Imagine yourself at a border crossing: What is your state of mind? Do you hand across your papers passive, docile, hoping not to attract attention or engender suspicion? Where we spend the rest of our lives trying to be interesting, crossing the border compels us to be simple, boring, one-dimensional. “… Canadian … Business … No, nothing to declare … Thank you.” Is this what we have become? That a frontier is seen as an administrative barrier, something that is routine when handled routinely – impassable for those lacking the right documentation, skin tone or name. How did this happen? How did we go from late night runs across the Mexican border with Jack Kerouac in search of Tristessa, to the possession of a Nexus Card being a status symbol? Rushdie, a New Yorker on September 11 2001, is as changed as anyone in that metropolis was that day. But he remembers that it is not so long ago that the frontier evoked freedom, not unease.
When I first worked with Rod in 1994, I helped out with a book of his called “Transborder Citizens”. What a quaint concept today: transborder citizens. Part of that thesis was the possibility of virtual transborder citizenship, and the potential of the Internet to make such citizenship powerful. Matured in the time of Bush 39 and Clinton and Albright and Axworthy, the concept of transboundary cooperation is now hampered somewhat – had the oxygen sucked out of it, more accurately – in the post 9/11 world of Bush 41 as our every email passes through the Raptor and Carnivore filters that scan for the coincidence of words like bomb, president, attack, Allah. Transborder citizens; compare this quaint concept to the watchtower citizens of southern Arizona, characters in a real life “Most Dangerous Game”, who organize hunting parties taking aim at illegal immigrants crossing from Mexico.
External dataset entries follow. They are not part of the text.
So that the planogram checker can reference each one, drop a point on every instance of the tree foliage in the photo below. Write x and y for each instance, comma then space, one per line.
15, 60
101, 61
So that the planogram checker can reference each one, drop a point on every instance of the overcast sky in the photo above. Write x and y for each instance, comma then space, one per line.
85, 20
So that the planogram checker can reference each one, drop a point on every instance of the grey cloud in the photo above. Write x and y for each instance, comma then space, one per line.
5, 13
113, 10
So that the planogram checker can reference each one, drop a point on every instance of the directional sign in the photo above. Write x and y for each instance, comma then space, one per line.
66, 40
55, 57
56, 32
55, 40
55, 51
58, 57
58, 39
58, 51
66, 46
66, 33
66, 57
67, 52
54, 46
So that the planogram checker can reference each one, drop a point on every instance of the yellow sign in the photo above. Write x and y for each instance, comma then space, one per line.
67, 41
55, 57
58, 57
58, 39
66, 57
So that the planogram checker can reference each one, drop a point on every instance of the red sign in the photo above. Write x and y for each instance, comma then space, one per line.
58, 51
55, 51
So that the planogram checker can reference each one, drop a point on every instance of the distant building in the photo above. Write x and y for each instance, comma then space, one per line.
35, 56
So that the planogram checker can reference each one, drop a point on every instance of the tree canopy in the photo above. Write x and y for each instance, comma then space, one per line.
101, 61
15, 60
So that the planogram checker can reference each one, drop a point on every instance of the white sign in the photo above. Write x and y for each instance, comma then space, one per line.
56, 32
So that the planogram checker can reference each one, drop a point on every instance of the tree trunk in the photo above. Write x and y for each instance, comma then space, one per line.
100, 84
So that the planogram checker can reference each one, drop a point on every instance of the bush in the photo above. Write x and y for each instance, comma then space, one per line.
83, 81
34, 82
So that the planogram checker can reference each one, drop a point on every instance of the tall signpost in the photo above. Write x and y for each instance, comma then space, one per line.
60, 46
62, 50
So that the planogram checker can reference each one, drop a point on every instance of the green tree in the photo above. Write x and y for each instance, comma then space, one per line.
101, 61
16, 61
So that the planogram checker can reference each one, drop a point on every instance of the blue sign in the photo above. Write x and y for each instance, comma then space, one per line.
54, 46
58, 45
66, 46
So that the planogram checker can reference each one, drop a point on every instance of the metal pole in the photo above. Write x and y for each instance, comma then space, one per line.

Remember Cascadia, that quaintly hippy Pacific Northwest concept? With the Georgia Basin Puget Sound – sorry, Salish Sea – at its epicentre, Cascadia was to be the new model for the New World Order. That the Cascadia Institute today is the intellectual (if I can call it that) home of the Intelligent Design movement in America is perhaps noteworthy. It’s at least disheartening for those of us cheering those always emerging transboundary institutions.
But let us not be so myopic as to forget that America’s is a history of pushing through boundaries out into the frontier, alternated by retreating behind fortress walls. The time will come again when there is receptivity to transborder entreaties. Cascadia will be revived, foreign policy will centre on issue slightly more pressing than how long the lineup is at the passport office, and America will again one day takes its place as a cooperative leader within the community of nations, to follow more the Wilsonian doctrine of “cooperatively wherever possible, unilaterally whenever necessary” rather than the current W’s “unilaterally whenever possible.” The question for us – as those who will need to lead the creation of these transboundary institutions, to see that they are actually revealed and not just emerging – the question is: will we be ready? Will we be willing to step across this line?